Regardless of whether the function you create is sync or async, the returned function of uwork() will always be async. This is the return order:

uwork(fn) => function(args) => Promise(value)

See demo in JSFiddle.

Options

There's only a single option so far: timeout (ms). Establish a maximum time for the web worker to perform some job, then the promise is rejected. If set to 0, false or a falsy value then there is no timeout. Defaults to undefined.

// Limit it to 10s
uwork.timeout = 10000;

// ...

Communication

To call your parallel function it's always the same way; pass the arguments to the returned function from uwork() and await for the return value:

const work = uwork(fn);
const result = await work(args);

Now, to send that result from within the fn(), you can return a value either from a sync or an async function. Since many math intensive processes are synchronous, this is a great way to unblock the main thread while doing heavy work in a secondary thread:

// Simple return for sync operations. This will be made parallel and thus async
var work = uwork(function intensive(args) {

  // heavy work here

  return 42;
});

Using Async/Await it also has a very clean syntax:

// Using promises
var work = uwork(async (number = 10000) => {

  // heavy work here

  return 42;
});

Note that the code above is equivalent to the following:

// Using promises
var findPi = uwork((number = 10000) => {
  return new Promise((resolve, reject) => {

    // heavy work here

    resolve(42);
  });
});

The coolest thing is that the function interface is compatible with normal Javascript code, you just wrap it around:

// Perform the work in a single thread but async
const work = async () => {

  // heavy work here

  return 42;
};

const res = await Promise.all([work(), work(), work(), work()]);
// Just wrap uwork() around it to make it parallel
const work = uwork(async () => {

  // heavy work here

  return 42;
});

const res = await Promise.all([work(), work(), work(), work()]);

Error handling

Follows standard promise error handling:

try {
  const pi = await findPi(20000);
} catch (error) {
  console.error(error);
}

To reject the operation in both ways you can either return an Error (which will be stringified, read extra section) or throw it:

const findPi = uwork((number) => {
  if (number === 0) {
    // return new Error('Cannot iterate 0 times');
    throw new Error('Cannot iterate 0 times');
  }

  // heavy work here
});

Extra

There are some things that you should know. While Web Workers are great, they also have limitations. The main ones [for practical purposes] are:

Functions should be self-contained

This won't work for example:

var external = whatever => whatever;

var worker = uwork(function(){
  return external('Peter');
});

This is a limitation of the way we simplify web workers. We are basically getting the function, converting it into a string, creating a virtual script and executing it there (not too different from eval).

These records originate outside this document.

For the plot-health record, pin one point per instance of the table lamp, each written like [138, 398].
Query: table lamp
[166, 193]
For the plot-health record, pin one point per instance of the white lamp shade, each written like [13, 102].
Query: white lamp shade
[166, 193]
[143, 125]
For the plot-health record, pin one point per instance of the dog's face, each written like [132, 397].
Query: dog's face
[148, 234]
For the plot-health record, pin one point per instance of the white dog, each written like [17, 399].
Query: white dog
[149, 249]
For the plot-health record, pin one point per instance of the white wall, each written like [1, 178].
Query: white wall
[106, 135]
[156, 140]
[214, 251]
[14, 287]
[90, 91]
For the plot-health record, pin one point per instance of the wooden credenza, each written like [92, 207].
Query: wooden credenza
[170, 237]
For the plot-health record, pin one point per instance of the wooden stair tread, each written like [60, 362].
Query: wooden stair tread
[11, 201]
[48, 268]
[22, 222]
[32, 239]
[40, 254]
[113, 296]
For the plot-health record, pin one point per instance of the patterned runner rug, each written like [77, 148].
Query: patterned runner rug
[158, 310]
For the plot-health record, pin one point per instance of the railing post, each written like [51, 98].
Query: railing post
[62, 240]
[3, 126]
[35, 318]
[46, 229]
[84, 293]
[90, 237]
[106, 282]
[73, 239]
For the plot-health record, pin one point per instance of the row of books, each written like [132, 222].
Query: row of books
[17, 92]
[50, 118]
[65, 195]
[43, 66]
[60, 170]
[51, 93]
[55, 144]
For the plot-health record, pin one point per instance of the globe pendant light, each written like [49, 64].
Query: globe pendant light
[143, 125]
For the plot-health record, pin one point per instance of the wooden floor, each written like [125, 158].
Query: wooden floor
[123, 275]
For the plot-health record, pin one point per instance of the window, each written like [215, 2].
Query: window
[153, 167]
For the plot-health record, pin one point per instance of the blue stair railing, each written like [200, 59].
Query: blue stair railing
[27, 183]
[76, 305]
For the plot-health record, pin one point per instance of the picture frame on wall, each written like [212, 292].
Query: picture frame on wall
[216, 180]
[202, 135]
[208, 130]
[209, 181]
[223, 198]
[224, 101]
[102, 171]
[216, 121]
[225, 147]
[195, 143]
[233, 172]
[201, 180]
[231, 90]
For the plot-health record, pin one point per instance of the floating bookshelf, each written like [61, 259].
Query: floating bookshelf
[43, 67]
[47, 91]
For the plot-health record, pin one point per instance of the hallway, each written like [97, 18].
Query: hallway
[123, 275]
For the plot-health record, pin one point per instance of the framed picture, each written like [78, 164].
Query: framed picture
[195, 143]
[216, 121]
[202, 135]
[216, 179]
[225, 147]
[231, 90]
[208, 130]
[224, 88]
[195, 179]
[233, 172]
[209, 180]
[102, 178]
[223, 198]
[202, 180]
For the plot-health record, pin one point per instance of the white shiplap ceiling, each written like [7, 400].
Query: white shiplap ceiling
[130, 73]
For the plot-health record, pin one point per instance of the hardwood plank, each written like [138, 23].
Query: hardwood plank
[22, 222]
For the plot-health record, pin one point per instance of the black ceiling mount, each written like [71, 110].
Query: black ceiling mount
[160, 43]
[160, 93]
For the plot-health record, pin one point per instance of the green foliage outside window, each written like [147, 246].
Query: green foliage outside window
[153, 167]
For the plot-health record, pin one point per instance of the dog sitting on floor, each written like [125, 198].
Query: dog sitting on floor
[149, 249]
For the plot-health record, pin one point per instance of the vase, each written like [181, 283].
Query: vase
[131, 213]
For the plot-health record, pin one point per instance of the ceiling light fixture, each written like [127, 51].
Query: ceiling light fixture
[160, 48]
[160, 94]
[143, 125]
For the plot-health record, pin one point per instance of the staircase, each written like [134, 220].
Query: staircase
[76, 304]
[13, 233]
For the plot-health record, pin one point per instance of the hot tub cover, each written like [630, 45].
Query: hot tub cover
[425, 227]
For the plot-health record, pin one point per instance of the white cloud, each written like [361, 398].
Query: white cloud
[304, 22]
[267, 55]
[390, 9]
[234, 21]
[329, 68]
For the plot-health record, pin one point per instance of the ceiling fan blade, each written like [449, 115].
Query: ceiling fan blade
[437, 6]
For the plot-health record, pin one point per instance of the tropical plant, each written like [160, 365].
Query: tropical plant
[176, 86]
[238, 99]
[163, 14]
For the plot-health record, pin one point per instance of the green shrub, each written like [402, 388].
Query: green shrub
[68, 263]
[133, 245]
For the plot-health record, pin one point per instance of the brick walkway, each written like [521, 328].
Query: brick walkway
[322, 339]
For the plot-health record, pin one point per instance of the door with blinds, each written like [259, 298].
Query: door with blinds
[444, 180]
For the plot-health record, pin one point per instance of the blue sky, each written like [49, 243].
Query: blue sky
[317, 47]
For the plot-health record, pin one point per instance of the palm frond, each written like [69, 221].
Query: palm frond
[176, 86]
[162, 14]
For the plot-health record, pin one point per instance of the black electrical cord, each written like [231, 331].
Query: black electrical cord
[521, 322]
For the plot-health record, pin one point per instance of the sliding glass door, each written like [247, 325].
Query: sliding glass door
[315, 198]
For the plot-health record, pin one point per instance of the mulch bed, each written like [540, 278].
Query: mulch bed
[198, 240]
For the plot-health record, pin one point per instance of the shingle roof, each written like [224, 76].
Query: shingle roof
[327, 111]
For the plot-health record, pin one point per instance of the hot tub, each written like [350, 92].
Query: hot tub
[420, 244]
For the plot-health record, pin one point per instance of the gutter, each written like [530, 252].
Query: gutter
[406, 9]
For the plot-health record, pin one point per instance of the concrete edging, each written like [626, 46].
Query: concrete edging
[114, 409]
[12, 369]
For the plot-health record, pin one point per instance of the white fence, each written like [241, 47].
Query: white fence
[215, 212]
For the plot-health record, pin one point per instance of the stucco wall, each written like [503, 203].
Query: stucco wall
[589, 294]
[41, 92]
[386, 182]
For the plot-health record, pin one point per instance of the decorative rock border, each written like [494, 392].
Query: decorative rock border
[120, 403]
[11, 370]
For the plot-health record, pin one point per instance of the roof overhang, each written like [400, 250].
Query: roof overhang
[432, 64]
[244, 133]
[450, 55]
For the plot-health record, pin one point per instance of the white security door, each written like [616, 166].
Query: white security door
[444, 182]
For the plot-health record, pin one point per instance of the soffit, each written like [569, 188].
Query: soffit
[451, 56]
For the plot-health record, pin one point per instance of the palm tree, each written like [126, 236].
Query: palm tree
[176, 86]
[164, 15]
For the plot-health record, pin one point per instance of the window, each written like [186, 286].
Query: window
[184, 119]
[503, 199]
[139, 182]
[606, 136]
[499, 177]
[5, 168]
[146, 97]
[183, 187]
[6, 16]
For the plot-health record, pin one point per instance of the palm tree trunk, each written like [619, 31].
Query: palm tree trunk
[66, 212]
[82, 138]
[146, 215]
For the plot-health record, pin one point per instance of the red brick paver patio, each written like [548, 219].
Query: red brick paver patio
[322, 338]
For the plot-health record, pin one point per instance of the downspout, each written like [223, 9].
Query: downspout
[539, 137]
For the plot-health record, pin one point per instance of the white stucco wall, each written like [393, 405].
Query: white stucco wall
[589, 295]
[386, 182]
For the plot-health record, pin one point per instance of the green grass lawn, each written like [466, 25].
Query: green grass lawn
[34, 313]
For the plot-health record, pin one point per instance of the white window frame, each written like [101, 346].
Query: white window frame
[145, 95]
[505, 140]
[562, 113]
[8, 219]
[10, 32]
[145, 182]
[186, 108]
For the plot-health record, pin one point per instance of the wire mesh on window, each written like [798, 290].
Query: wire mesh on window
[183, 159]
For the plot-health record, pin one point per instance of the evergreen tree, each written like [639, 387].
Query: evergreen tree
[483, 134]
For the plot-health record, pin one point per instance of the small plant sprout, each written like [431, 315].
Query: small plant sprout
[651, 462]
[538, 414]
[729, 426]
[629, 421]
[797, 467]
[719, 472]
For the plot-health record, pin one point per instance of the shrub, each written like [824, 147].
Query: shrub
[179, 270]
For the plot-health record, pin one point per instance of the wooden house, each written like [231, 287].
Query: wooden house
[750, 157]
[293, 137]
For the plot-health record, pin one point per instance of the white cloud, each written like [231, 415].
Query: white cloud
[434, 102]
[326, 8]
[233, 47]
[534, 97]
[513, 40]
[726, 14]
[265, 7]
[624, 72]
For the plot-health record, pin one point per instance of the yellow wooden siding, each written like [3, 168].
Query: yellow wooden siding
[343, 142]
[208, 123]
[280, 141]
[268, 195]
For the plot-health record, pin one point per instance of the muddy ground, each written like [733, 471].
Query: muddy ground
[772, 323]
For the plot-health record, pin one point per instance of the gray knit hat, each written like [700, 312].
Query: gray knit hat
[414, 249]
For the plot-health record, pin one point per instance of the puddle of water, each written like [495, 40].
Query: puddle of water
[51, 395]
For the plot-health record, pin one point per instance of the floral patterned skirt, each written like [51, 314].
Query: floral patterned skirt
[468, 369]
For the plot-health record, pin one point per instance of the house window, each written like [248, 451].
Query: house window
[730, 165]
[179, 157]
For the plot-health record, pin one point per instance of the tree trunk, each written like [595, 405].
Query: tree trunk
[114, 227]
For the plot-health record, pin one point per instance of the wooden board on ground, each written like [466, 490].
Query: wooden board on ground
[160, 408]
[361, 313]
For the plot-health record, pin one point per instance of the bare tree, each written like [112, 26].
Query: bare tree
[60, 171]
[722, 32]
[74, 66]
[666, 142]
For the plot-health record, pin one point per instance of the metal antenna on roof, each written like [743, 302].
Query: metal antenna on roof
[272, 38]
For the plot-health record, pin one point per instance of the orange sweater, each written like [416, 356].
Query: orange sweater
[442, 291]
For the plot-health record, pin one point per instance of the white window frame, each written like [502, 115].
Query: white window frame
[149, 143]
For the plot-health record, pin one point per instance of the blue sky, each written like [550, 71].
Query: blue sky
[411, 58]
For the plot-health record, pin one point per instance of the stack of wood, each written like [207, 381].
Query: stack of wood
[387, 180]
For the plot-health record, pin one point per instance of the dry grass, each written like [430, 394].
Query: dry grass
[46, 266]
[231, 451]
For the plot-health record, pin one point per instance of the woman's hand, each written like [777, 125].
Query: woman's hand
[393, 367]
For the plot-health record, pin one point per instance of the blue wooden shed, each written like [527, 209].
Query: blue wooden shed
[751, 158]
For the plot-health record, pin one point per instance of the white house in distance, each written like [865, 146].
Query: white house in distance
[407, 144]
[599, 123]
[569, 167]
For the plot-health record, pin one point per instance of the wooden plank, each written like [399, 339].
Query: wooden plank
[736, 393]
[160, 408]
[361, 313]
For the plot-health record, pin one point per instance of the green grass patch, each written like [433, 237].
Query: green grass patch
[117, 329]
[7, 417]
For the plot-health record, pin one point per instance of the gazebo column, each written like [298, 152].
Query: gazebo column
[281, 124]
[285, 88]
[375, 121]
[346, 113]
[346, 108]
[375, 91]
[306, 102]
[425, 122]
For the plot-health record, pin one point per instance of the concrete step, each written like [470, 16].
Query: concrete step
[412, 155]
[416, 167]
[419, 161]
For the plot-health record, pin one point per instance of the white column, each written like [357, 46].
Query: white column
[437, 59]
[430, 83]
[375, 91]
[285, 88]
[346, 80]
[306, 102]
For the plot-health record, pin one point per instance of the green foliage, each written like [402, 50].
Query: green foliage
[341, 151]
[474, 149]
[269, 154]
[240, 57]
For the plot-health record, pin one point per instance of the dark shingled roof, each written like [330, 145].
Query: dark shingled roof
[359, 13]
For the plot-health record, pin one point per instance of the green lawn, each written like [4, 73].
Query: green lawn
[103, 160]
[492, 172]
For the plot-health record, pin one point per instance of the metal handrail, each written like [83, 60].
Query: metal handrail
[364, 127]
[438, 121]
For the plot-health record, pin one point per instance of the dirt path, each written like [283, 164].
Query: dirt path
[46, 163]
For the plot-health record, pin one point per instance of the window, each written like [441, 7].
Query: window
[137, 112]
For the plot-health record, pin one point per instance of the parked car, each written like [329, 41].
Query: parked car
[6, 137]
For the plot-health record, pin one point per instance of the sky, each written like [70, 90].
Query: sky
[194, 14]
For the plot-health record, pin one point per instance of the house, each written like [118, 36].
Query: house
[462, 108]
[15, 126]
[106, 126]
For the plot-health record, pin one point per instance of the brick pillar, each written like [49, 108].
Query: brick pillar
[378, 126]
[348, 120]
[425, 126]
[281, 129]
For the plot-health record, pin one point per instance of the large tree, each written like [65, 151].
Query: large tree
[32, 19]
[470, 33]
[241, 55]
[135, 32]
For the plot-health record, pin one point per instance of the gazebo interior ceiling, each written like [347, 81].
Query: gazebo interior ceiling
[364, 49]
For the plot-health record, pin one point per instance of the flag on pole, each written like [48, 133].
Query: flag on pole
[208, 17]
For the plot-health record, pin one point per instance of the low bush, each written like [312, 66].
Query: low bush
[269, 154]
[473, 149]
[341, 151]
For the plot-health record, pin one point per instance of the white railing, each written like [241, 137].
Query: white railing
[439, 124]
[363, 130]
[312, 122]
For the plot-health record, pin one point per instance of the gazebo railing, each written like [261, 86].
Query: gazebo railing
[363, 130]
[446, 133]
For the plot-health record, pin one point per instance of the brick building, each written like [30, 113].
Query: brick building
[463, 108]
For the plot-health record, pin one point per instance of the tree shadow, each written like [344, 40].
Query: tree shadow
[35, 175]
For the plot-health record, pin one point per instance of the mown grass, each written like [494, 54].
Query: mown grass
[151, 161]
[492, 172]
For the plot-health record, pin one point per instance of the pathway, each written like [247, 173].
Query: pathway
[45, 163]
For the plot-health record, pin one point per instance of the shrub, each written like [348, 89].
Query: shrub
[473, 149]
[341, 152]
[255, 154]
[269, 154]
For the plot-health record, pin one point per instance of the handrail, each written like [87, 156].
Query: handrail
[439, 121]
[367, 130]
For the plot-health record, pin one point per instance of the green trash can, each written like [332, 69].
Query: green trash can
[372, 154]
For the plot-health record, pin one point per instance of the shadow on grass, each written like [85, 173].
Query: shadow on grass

Values should be able toString()

Both the arguments you are passing and the result of the operation.

Security

Treat this as if it was using eval() internally or dig into the code and edit this document if you know more than me.

Don't build anything dynamically (from the previous limitations is quite difficult anyway), just rely on this for math or CPU-intensive processes. Clean and validate your arguments.

Native workers

Native workers can communicate over time several messages, so this library is somewhat limiting that in exchange for a much simpler API. If you like this I recommend you dig into them.